In IT and software development circles, there has been a lot of talk over the past couple of years about a computing model known as Serverless Architecture. Severless, as it is referred to for short, is something of the new kid on the block in cloud technology, a young upstart to rival the more established cloud models of Infrastructure-as-a-Service (IaaS), Platform-as-a-Service (PaaS) and Software-as-a-Service (SaaS).
As a matter of fact, to understand what Serverless is and how it works, it is useful to imagine it in relation to these three doyens of the cloud computing world. If you picture cloud approaches as a continuum of relationships between client and cloud service provider, serverless would sit somewhere between SaaS and PaaS. Let’s unpick that a little further.
From the end user’s perspective, SaaS is by far the most popular cloud model out there. Most of us use it every day, whether we use Microsoft Office 365 or Google G Suite, Salesforce or Slack, Facebook Messenger or Netflix. What the SaaS model offers isuse of a software-based service, in return for a subscription fee.
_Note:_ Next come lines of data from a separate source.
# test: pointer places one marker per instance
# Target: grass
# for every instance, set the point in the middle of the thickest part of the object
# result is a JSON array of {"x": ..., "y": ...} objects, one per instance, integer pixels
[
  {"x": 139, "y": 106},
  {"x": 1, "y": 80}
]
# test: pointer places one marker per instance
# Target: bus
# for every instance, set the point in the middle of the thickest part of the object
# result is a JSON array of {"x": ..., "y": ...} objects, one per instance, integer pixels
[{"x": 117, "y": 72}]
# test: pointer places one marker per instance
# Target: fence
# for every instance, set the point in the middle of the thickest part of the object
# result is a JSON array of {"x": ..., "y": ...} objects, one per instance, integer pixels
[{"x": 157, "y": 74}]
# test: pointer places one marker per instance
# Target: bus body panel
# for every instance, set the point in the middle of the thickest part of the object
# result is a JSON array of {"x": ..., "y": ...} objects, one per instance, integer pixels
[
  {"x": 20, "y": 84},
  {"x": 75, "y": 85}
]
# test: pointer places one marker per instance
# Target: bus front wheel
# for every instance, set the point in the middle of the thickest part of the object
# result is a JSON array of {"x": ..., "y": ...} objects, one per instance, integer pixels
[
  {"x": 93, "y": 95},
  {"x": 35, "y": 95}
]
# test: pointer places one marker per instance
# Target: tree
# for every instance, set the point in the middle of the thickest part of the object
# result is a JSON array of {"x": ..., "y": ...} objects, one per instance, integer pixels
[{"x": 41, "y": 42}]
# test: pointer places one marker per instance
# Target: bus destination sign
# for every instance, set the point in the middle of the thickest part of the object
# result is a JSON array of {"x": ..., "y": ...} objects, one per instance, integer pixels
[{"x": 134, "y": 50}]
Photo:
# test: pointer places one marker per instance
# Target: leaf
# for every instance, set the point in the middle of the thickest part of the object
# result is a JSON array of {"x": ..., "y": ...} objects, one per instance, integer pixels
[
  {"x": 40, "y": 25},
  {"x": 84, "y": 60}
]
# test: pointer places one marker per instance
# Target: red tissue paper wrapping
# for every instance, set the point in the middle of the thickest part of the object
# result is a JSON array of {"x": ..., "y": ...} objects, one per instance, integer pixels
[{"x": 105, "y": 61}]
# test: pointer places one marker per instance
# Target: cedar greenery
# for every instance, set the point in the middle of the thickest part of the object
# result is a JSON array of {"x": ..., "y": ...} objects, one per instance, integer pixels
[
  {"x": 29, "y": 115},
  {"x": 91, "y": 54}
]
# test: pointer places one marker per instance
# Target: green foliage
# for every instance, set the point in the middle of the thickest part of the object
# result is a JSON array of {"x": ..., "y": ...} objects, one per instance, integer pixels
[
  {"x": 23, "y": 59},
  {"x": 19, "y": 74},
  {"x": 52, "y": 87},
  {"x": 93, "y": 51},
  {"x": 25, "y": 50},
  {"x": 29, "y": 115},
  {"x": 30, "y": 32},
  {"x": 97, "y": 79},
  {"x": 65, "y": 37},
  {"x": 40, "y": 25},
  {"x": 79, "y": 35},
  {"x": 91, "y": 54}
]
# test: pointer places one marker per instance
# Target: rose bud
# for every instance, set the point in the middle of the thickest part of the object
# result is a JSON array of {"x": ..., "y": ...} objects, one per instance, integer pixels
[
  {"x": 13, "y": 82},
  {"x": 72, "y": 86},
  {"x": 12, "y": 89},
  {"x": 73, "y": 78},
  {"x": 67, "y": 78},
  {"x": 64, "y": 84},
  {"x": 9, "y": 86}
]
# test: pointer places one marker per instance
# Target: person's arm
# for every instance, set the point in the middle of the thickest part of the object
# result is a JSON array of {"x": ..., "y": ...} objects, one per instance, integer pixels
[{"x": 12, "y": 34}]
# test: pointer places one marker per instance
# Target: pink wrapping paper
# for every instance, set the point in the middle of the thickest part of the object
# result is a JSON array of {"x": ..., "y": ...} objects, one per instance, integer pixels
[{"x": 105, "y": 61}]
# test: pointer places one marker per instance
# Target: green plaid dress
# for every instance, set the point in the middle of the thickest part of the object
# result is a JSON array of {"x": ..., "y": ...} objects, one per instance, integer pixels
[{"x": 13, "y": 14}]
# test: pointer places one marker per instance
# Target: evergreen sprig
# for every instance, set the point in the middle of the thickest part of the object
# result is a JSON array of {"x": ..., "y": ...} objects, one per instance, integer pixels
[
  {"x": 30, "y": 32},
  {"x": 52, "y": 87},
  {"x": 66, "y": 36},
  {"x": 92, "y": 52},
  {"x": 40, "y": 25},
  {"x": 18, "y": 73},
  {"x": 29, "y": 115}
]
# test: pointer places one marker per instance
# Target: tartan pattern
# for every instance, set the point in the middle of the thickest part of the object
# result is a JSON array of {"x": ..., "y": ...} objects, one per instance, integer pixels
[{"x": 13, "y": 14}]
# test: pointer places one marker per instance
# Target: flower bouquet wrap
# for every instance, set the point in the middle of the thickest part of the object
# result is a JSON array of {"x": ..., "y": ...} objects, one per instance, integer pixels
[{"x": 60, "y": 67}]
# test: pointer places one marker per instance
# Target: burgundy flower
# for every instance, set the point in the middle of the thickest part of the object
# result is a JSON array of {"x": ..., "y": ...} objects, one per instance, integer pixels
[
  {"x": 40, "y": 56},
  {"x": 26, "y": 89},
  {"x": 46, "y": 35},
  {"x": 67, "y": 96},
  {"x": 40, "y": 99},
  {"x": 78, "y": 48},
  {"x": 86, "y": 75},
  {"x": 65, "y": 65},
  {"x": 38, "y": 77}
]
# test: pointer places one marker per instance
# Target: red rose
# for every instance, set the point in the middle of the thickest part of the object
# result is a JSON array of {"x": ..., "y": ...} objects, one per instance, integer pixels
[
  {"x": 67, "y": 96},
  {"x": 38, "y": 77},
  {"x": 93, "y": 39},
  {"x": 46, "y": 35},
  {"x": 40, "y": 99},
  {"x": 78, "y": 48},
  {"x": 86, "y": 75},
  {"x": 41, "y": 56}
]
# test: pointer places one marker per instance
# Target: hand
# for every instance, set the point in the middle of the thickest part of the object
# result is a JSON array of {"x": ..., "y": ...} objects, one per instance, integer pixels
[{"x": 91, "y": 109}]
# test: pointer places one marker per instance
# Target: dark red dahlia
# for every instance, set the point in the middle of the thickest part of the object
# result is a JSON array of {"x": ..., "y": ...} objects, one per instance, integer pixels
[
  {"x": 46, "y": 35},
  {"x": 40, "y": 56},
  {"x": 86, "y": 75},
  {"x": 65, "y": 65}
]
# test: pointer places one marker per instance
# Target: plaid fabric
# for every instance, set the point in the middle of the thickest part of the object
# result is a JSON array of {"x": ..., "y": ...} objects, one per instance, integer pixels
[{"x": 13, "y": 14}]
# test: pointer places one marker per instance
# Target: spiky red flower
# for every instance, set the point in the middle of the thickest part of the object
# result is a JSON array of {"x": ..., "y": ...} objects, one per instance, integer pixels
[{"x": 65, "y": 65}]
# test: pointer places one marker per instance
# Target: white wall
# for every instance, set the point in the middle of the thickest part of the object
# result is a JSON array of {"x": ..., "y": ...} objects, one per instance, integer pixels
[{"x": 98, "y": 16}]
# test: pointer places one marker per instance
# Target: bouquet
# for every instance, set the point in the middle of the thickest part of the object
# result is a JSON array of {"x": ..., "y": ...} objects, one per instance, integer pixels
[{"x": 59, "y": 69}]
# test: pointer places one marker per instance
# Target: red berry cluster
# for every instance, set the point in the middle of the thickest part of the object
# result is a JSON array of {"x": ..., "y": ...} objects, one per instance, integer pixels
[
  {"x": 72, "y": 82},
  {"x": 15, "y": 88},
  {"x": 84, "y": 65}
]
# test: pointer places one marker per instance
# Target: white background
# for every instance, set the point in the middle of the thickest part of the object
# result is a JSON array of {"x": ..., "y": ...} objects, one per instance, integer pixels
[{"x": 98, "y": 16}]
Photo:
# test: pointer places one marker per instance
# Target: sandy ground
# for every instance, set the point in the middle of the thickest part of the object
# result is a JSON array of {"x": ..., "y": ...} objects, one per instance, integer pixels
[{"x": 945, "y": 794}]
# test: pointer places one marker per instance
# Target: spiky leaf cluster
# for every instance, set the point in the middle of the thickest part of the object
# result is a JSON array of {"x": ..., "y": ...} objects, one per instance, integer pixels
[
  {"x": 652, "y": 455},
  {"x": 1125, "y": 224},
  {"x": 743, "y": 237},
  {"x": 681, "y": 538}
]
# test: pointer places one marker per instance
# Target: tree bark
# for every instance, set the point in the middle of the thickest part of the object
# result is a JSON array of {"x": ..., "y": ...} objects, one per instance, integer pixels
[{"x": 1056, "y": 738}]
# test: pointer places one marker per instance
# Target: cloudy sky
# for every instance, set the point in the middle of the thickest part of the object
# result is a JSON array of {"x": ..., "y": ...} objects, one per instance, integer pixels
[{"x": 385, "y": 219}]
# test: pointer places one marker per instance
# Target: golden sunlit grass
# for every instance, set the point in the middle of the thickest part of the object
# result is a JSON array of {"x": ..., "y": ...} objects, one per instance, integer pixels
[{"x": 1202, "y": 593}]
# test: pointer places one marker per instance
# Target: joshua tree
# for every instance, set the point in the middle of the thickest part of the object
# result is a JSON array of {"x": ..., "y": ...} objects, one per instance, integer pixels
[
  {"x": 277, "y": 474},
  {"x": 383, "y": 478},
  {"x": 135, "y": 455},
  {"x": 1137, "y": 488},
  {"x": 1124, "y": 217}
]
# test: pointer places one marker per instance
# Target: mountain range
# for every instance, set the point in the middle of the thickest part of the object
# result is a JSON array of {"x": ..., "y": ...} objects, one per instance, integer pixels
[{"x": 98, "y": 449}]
It is simple, convenient and cost effective – as long as use of a service is all you want.
What SaaS does not provide is any significant control over the application, its functions, and beyond that the operating system or server it runs on. That is all controlled by the cloud provider, and you essentially get what you’re given. In business IT, that is not always desirable. You might want to play around with a piece of software and configure it to your own purposes. You might want to build and run your own application. That’s when you need to look beyond SaaS.
In the world of cloud computing, IaaS and PaaS have to date served as the main models supporting custom software development. With IaaS (think AWS EC2 or Rackspace, for example), you buy access to server resources, which the provider controls, and then can do whatever you like in terms of building and configuring operating systems and applications. With PaaS (think Windows Azure, Google App Engine), you get an operating system thrown in, so from a development point of view you only have to worry about the applications.
With Serverless Architecture, you get even more than an OS on which can build and run your apps. You get an entire application layer on which will build and run your functions. You can think of it as the last post in the cloud continuum before you ask the service provider to build and run the apps for you (which is what SaaS is).
So why would you want to switch to a serverless model? From a development perspective, serverless carries two key attractions. One, it removes as much responsibility for the background IT resources that support applications as possible. You don’t have to worry about configuration and management of server resources, OS, app layer, none of it – you can focus attention purely on function design and management.
Two, serverless is a highly efficient model. With PaaS and IaaS, you’re buying platform and infrastructure resources in blocks. Regardless of whether you use all of those resources of not, you pay for them. Severless introduces a different, more dynamic subscription model. By controlling the application layer, the service provider can oversee how resources are allocated as and when functions are called upon. The end user therefore pays per execution, not by block, which offers considerable cost and efficiency savings. Some developers have reported reductions in operating costs of up to 90% and 10-fold increases in speed of delivery.
There are, however, some drawbacks to serverless migration that developers should also be aware of. One is that serverless architectures can be considerably more complex to manage – you are effectively moving from running an application as a single entity to a network of interrelated tasks. Development might be faster and cheaper, but monitoring the product is trickier. Also, while the dynamic nature of resource allocation means services run on a serverless base are highly scalable, it can be hard to predict performance, because of the complexity of the sum of all the different tasks involved.